While the campaign takes great pains to ensure the multi-ethnic, multi-cultural nature of Obama's supporters is publicly shown, to the black folks in Durham he represents a successful black professional who has risen to the highest ranks of power due to his skills and intelligence. There was no affirmative action program that won him his Senate seat, and there was no quota that propelled him to frontrunner status in the Presidential primaries. He got there on his own merits, using an easy wit, a keen intelligence, and running on the very non-radical social values that the growing black middle class prefers. Despite his funny name and Yankee accent, as a candidate he falls well within their comfort zone.
To them, he signifies America's willingness to accept the best and the brightest of the African American community as worthy of leadership of the Free World. A young black man lingering after he departs explains: "He's post-civil rights. The movement was great, and vital, but there is too much of black politics wrapped up in the battles of the past, and not enough about the struggles of the future. Obama represents that future without the baggage of Jesse Jackson or Al Sharpton."
Obama's presence on Parrish Street is a vindication of all of those who not only sat-in and marched, but educated themselves, invested, promoted, sold and saved on Parrish Street. If inequities in wealth are at the root of black poverty, here, in Durham, without government handouts or special programs, wealth was once created by black people, for black people, on their own merits and their own terms. Not only is Obama the Dream realized, but he is the Promise of America fulfilled. His victory is their victory.

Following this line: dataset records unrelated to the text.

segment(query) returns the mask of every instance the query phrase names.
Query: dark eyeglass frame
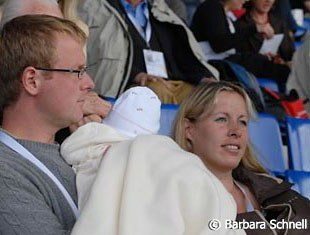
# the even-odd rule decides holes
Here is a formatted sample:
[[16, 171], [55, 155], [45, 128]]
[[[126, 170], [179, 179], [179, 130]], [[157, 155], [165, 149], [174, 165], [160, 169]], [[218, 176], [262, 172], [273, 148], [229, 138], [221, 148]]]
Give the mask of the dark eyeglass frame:
[[48, 72], [64, 72], [64, 73], [77, 73], [78, 78], [82, 79], [82, 76], [87, 72], [89, 66], [84, 66], [81, 69], [51, 69], [51, 68], [41, 68], [41, 67], [34, 67], [37, 70], [48, 71]]

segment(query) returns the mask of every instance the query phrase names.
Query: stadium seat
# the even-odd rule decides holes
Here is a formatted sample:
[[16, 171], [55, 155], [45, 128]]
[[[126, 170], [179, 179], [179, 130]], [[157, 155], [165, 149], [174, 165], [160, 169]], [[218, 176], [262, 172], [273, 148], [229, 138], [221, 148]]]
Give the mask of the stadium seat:
[[287, 169], [279, 123], [269, 114], [260, 113], [249, 123], [249, 136], [259, 162], [269, 171], [283, 174]]
[[179, 106], [175, 104], [162, 104], [160, 113], [160, 135], [170, 136], [173, 128], [173, 121]]
[[290, 168], [310, 171], [310, 119], [287, 117]]
[[292, 189], [299, 192], [303, 196], [310, 199], [310, 172], [309, 171], [294, 171], [286, 172], [288, 181], [294, 184]]

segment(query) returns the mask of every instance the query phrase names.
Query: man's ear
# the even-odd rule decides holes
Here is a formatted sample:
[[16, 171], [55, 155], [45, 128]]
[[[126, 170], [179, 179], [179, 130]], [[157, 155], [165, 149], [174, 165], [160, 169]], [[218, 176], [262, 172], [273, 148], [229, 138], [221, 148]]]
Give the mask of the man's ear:
[[21, 77], [21, 82], [26, 92], [30, 95], [38, 94], [41, 79], [39, 79], [39, 72], [32, 66], [28, 66], [24, 69]]

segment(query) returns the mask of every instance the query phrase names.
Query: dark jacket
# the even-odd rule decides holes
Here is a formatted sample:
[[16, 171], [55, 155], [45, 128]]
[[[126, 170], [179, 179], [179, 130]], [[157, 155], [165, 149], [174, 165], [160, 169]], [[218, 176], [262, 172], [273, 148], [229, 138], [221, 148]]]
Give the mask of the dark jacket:
[[[310, 234], [310, 201], [291, 189], [292, 184], [266, 174], [256, 174], [239, 167], [234, 172], [234, 179], [240, 181], [254, 194], [261, 205], [260, 211], [238, 214], [237, 220], [242, 221], [289, 221], [302, 222], [306, 219], [304, 229], [288, 229], [288, 235]], [[270, 224], [274, 226], [274, 223]], [[279, 228], [279, 227], [278, 227]], [[285, 234], [285, 229], [246, 230], [247, 234]], [[272, 231], [273, 230], [273, 231]]]

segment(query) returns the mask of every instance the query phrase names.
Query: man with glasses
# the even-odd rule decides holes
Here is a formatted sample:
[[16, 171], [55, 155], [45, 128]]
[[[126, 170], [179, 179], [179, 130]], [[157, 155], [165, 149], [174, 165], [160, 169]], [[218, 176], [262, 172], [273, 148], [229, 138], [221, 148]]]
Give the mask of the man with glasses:
[[0, 233], [69, 234], [75, 174], [55, 133], [83, 118], [94, 88], [86, 35], [52, 16], [17, 17], [0, 33]]

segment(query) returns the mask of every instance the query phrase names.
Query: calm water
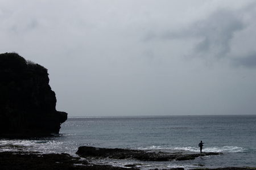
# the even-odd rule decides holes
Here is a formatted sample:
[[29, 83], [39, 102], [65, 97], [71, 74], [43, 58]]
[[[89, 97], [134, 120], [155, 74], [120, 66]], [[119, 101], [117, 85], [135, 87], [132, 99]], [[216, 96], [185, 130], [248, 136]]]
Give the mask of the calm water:
[[203, 151], [224, 154], [179, 162], [91, 161], [118, 166], [137, 164], [141, 169], [256, 167], [255, 132], [256, 115], [70, 117], [61, 125], [59, 137], [1, 139], [0, 149], [75, 156], [80, 146], [199, 152], [198, 143], [203, 141]]

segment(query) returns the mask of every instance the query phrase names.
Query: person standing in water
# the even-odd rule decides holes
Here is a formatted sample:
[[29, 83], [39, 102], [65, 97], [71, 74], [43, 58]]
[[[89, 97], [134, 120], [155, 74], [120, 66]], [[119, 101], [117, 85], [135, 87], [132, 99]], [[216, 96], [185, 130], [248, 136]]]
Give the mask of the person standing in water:
[[204, 143], [203, 143], [202, 141], [201, 141], [200, 143], [198, 144], [198, 146], [200, 147], [200, 154], [202, 154], [202, 149], [203, 146], [203, 144], [204, 144]]

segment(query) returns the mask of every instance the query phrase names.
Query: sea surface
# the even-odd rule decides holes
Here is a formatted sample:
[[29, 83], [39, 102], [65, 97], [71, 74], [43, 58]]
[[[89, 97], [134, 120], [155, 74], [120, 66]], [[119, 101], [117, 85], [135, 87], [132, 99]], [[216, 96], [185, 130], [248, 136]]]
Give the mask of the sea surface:
[[75, 152], [81, 146], [223, 154], [195, 160], [142, 162], [134, 160], [90, 159], [99, 164], [124, 167], [135, 164], [141, 169], [171, 168], [213, 168], [256, 167], [256, 115], [176, 116], [69, 117], [60, 135], [28, 139], [0, 139], [0, 151], [42, 153]]

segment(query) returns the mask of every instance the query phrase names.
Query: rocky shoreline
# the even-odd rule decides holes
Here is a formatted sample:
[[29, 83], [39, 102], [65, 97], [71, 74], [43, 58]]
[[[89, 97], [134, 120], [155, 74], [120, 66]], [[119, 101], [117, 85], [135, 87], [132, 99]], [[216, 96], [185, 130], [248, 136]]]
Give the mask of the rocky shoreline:
[[[200, 154], [167, 153], [163, 152], [152, 152], [148, 151], [126, 150], [120, 148], [103, 148], [93, 147], [80, 147], [76, 153], [80, 157], [72, 156], [68, 154], [47, 154], [28, 152], [0, 152], [0, 169], [140, 169], [136, 165], [127, 164], [125, 167], [113, 167], [109, 165], [92, 164], [86, 159], [133, 159], [146, 161], [172, 161], [194, 159], [196, 157], [221, 153], [207, 152]], [[203, 168], [199, 169], [204, 169]], [[250, 169], [249, 168], [228, 167], [207, 169]], [[253, 168], [255, 169], [255, 168]], [[158, 170], [158, 169], [154, 169]], [[183, 168], [168, 169], [184, 170]], [[199, 169], [199, 168], [195, 169]], [[194, 169], [194, 170], [195, 170]], [[151, 169], [153, 170], [153, 169]]]
[[221, 152], [202, 154], [168, 153], [160, 151], [156, 152], [138, 150], [97, 148], [89, 146], [79, 147], [76, 154], [83, 158], [132, 159], [142, 161], [185, 160], [195, 159], [200, 156], [222, 154]]

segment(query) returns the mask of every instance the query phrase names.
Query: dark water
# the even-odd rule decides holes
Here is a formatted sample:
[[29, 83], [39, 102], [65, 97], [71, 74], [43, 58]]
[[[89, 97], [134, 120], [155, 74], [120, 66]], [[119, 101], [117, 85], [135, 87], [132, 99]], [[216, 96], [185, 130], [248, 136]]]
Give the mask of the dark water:
[[224, 154], [179, 162], [93, 162], [118, 166], [136, 164], [141, 169], [256, 167], [255, 132], [256, 115], [71, 117], [61, 125], [59, 137], [2, 139], [0, 148], [66, 152], [73, 156], [80, 146], [199, 152], [198, 143], [203, 141], [203, 151]]

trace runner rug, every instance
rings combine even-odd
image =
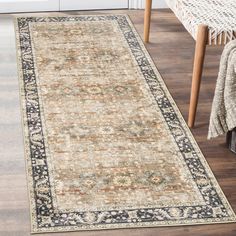
[[[235,221],[127,16],[21,17],[16,38],[32,232]]]

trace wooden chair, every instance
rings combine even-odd
[[[166,0],[187,31],[196,40],[189,127],[194,126],[207,45],[224,45],[236,39],[236,0]],[[146,0],[144,41],[149,41],[152,0]]]

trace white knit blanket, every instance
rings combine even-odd
[[[236,127],[236,40],[223,51],[212,104],[208,138],[222,135]]]

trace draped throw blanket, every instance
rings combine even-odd
[[[236,127],[236,40],[225,46],[212,104],[208,138]]]

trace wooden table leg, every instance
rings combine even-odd
[[[194,126],[195,122],[207,38],[208,38],[208,27],[206,25],[199,25],[197,40],[196,40],[195,56],[194,56],[192,89],[191,89],[191,98],[190,98],[189,116],[188,116],[188,126],[190,128]]]
[[[229,150],[236,154],[236,128],[227,133],[226,142]]]
[[[145,13],[144,13],[144,42],[149,42],[150,34],[150,21],[152,11],[152,0],[146,0]]]

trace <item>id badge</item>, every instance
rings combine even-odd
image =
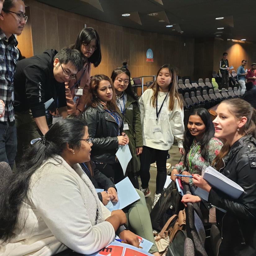
[[[82,96],[83,92],[83,88],[76,88],[75,89],[75,95]]]
[[[155,125],[153,125],[152,127],[152,131],[153,132],[162,132],[162,128],[161,126],[158,125],[157,124]]]
[[[63,119],[63,117],[60,115],[54,116],[52,117],[52,124],[56,124],[59,121]]]
[[[128,126],[128,123],[124,123],[124,128],[123,129],[124,131],[126,131],[127,130],[129,130],[129,127]]]

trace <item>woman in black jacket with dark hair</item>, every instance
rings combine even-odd
[[[223,101],[213,121],[215,136],[225,142],[213,163],[215,168],[244,189],[238,199],[212,187],[194,174],[197,186],[209,192],[208,201],[216,209],[217,224],[222,238],[219,255],[256,255],[256,110],[240,99]],[[214,165],[215,164],[215,165]],[[182,201],[200,202],[197,196],[186,195]]]

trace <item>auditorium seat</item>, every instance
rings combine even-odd
[[[188,88],[191,88],[192,87],[192,86],[189,83],[189,80],[188,79],[186,79],[185,80],[185,86]]]
[[[181,79],[179,79],[178,81],[178,86],[179,88],[181,88],[182,89],[185,89],[186,87],[183,83],[183,81]]]
[[[196,83],[192,83],[192,86],[197,88],[198,87],[198,85]]]
[[[204,84],[204,83],[202,78],[199,78],[198,79],[198,85],[200,86],[201,86],[202,88],[205,86],[205,85]]]
[[[240,96],[241,95],[240,92],[238,91],[237,88],[236,86],[234,88],[234,93],[235,95],[237,95],[237,96]]]
[[[227,99],[228,98],[228,94],[226,92],[225,88],[222,88],[221,89],[221,95],[222,97],[225,97]]]
[[[209,88],[212,88],[213,86],[212,85],[212,84],[210,83],[210,80],[209,78],[205,79],[205,85],[206,86],[208,86]]]
[[[229,88],[228,90],[227,90],[227,94],[228,95],[231,96],[233,98],[236,96],[236,95],[234,93],[232,90],[232,88],[231,87]]]
[[[212,84],[213,85],[214,90],[219,88],[219,85],[216,82],[215,78],[212,79]]]
[[[222,96],[220,93],[220,91],[218,89],[216,89],[216,90],[215,90],[214,92],[215,93],[215,96],[217,98],[221,98],[222,97]]]
[[[213,90],[212,89],[210,89],[209,90],[209,97],[211,99],[213,99],[215,100],[217,97],[213,93]]]

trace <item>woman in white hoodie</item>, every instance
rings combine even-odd
[[[0,197],[1,255],[49,256],[68,247],[91,254],[126,222],[122,211],[103,205],[78,164],[90,159],[85,121],[61,120],[45,136],[31,141]],[[137,237],[122,230],[121,239],[138,247]]]
[[[143,151],[141,155],[141,190],[145,197],[150,195],[148,182],[149,168],[153,156],[156,160],[156,188],[153,209],[160,196],[166,179],[168,151],[174,137],[182,152],[184,132],[182,101],[177,92],[177,72],[169,65],[162,66],[156,80],[141,97],[139,102],[143,137]]]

A few claim that Hillary Clinton is just as interested in seeing a prosperous black middle class, but after the apparent race-baiting, the Rev. Wright fiasco, and the "code words" Hillary is thought to have used in the Pennsylvania primary, there are very few blacks who vocally support her now. Should she manage to take the Democratic nomination she is unlikely to win the support and turnout among blacks in North Carolina, or elsewhere in the South, effectively conceding the region to McCain. There is some hand-wringing over that, but one young woman sums up the feeling: "She burned that bridge, and then pissed in the ashes. I'll stay home that day. I'll be sad that McCain won, but I'll be sadder that if a man like Obama can't be president in America, no black person can."